Cognitive Development Flashcards
Jean Piaget: How does development happen: Continuously
-Equilibration: people balance knowledge to create stable schemas (understandings of the world). When in disequilibrium, need to adapt/something needs to change…
–Assimilation: incorporate information into an preexisting schema
–Accommodation: adapt current knowledge structures in response to a new experience
Jean Piaget: How does development happen: Discontinuously
-Invariant sequence: sequence of stages are stable for all people through all time; stages are not skipped
–Qualitative change: children of different ages/stages think in different ways
–Brief transitions: transitions to higher stages of thinking are not necessarily continuous
Piagetian Stages: Sensorimotor
–Birth-2yrs
–Understands world through senses and actions
Piagetian Stages: Preoperational
–2yrs-7yrs
–Understands world through language and mental images
Piagetian Stages: Concrete Operational
–7yrs-12yrs
–Understands world through logical thinking and categories
Piagetian Stages: Formal Operational
–12yrs onward
– Understands world through hypothetical thinking and scientific reasoning
Preoperational Stage: Symbiotic play
an object can be represented by another item
Preoperational Stage: Egocentrism (what is 3 mountain task)
- perceive the world from their own POV
- difficulty with tasks involving perspective-taking (3 mountain tasks)
- 3 mountain task- doll in front of a mountain, give child pictures of different POV of the mountain, the child had to choose the picture that is the doll’s POV
Preoperational Stage: Centration
focus on a striking feature to the exclusion of other less striking features
-leads to difficulty with conservation–the notion that properties such as mass, volume, and number remain the same despite changes in form (conservation tasks)
Concrete Operational Stage: Classifications
- the ability to understand hierarchies
- Can solve conservation tasks but not more advanced
- -difficulty with tasks that require systematic thinking (Pendulum Problem) shorter, longer, heavier, lighter, metal object
- -difficulty with tasks that require deductive Sensori reasoning (feather)

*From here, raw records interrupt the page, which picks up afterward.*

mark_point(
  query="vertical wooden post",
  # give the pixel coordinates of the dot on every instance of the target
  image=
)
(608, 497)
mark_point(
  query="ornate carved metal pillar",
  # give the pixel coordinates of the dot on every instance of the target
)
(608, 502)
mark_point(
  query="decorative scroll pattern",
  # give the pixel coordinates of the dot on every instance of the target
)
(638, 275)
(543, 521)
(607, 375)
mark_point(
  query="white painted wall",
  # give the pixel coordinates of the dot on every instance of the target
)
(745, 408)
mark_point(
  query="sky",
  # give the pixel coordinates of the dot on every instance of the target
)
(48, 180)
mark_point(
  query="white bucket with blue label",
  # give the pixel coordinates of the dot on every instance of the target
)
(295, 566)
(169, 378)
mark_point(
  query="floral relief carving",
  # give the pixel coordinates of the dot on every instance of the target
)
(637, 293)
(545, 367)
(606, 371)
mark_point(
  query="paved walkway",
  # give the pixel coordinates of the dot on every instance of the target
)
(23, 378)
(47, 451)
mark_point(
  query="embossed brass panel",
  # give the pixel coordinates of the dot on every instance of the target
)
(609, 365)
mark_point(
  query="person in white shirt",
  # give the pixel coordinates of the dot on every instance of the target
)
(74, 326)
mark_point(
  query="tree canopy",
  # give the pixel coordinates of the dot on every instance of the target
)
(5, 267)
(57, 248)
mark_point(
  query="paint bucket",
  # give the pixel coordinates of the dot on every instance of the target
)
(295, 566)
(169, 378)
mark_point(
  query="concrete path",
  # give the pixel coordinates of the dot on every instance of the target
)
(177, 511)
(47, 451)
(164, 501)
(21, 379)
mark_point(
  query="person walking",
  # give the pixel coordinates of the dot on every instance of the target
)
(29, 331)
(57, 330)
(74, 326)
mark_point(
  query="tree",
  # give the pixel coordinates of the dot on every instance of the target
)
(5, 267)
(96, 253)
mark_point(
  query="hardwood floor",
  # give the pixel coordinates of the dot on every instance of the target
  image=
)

Sensorimotor Stage: Object Permanence
the idea that objects continue to exist even when they are not visible
Sensorimotor Stage: A-not-B error
reaching to location A even after object moved to location B; reveals incomplete sense of object permanence
Sociocultural Theory: How does development happen?Zone of proximal development
range between what children can do unsupported and what they can do with optimal social support
Sociocultural Theory: How does development happen? Intersubjectivity
shared communication
Sociocultural Theory: How does development happen? Joint attention
infants and social partners focus on common referent
Sociocultural Theory: How does development happen? Social referencing
children look to social partners for guidance on how to respond to unfamiliar events
Sociocultural Theory: How does development happen? Social scaffolding
more competent people provide temporary frameworks that lead children to high-level thinking
Information Processing Theory (Vygotsky)
- Computational (computer) system
- Continuous cognitive change
- Particularly concerned with learning, memory, and problem-solving skills
- Attention, working memory, long-term memory, categorization, decision-making
IP: Development means changes in processing
Example: Executive Function
Processes that allow for control of behavior:
-Working Memory: holds and processes information that is being “worked on” in some way. Working memory consists of at least three components: a short-term store, a processing component, and a control mechanism
Inhibitory Control: involves the ability to focus on relevant stimuli in the presence of irrelevant stimuli
task-switching: that involves the ability to unconsciously shift attention between one task and another
Information Processing Example: Executive Function & DCCS
- The Dimensional Change Card Sort (DCCS) task is widely used to study the development of EF
- Children are asked to sort cards by shape or color and then switch and sort by the other dimension
- 3-year-olds perseverate, while 4-year-olds can switch rules
- Switch costs are still seen in adulthood
IP: How does development happen?: Domain-general processing & Domain-specific processing
- Domain general – same process, different areas/topics
- –Kail (1988)
- –Memory capacity same for multiple tasks
- Domain specific – particular, specific process for unique areas/topics
- –Chi & Ceci (1987)
- –Chess digit span specific to chess players
Overregularization errors
are grammatical mistakes that young children make because they are applying grammatical rules too stringently
private speech
self-talk
logical extension
When learning a word, children extend it to other objects in the same category.
mutual exclusivity assumption
When learning new words, young children assume that objects have only one label or name. in learning new words: They assume that objects have only one label or name.
joint attention
is the shared focus of two individuals on an object
intersubjectivity
is having a shared, common agreement in the definition of an object. So most people would experience intersubjectivity when asked to picture an apple- the definition of an apple would be the same.